Дуримар выходит на арену с множеством разнообразных приспособлений и начинает выступление.





ПЕРВЫЙ ВЕЧЕР

За кулисами цирка, в гримёрке, маленькой и слабо освещённой на кушетке лежит Коломбина. Она в полной прострации. Развязывает на себе свои многочисленные бантики и разговаривает сама с собой.

КОЛОМБИНА: Умер. Умер. Умер. Теперь не понять: был ли вообще. А если был, то, наверное, лучше всех. Смерть всегда выбирает лучших. Какая тупая фраза. Тупая. Тупая. Тупая. Белая стена. Я у нее одна. Тень моя на ней нанесена. Тупая белая стена. У Дуримара все фокусы получились. У этих, со «скорой», не получилось ничего. Ни один фокус не удался. Факир был пьян. Пауза. А как же любовь? Была любовь. И любовь не уберегла его. Или это она его убила? Она убила, а я не любила… И ласточку похоронили. Только в песке манежа еще встречаются лепестки его цветов. (Пауза.) Его никогда не назовут великим. Он не станет знаменитым. И внуки не будут подавать ему очки, и размешивать ложечкой сахар в стакане с чаем. (Пауза.) Зато он никогда не будет старым – седым, лысым и морщинистым, не заболеет подагрой… Он ничем уже не заболеет… И никогда ни от чего не будет страдать. Кончено. (Встает с постели.) Кончено! Баста! Нету никого! Не только Карабаса. Арлекина, Пьеро, Буратино! Клоуны, клоуны, клоуны! Грим, носы, парики! Штиблеты, буфы, бабочки, жилетки, колпаки! Прочь!!! Не приближайтесь ко мне! Не прикасайтесь ко мне! Вас нет!!! Призраки искусственного смеха! Смеходелатели!  Ненавижу! Ненавижу! Ненавижу!!!

Входит Артемон.

АРТЕМОН: Кого это ты так ненавидишь? (Коломбина беззвучно рыдает.) Ну, не хочешь говорить, не говори. (Внимательно смотрит на нее.) Господи, на кого ты похожа? Что ты с собою сотворила? На собрание пора, а она – растрёпа  растрёпой. Ну-ка, быстренько привела себя в порядок! Умыться, причесаться, переодеться! Имей в виду, ты там будешь самое заметное лицо, так что: кислую рожу сними и тут оставь!

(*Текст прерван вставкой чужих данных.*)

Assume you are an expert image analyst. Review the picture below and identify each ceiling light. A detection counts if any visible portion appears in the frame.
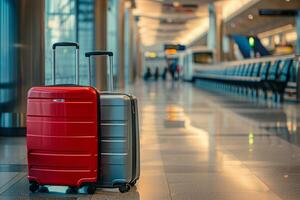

Коломбина демонстративно медленно возвращается на кушетку.

АРТЕМОН: Это что – бунт на корабле? (Старается все уладить по-хорошему.) Ну, кто, кто виноват в смерти этого несчастного? Только он сам. Кроме всего прочего, сорвал нам гастроли. Доставил массу неприятностей. Штрафы, взятки. Дополнительные расходы на похороны. Да, он был талантлив, но дерзок и самонадеян. Из таких, как он, никогда не получается ничего толкового. Поначалу трепыхаются, пытаются чего-то там доказать, борются за справедливость. А что потом? Что потом, я тебя спрашиваю? Либо спиваются, либо вешаются. Бывает, и в «дурку» попадают.
КОЛОМБИНА: (тихо) Замолчи.
АРТЕМОН: (не слыша её) Так что ему, даже, можно сказать, повезло: умер молодым, всем его жалко, глупостей наделать не успел. Конечно, за исключением сорванных гастролей.
КОЛОМБИНА: (кричит) Замолчи! Замолчи!! Замолчи!!!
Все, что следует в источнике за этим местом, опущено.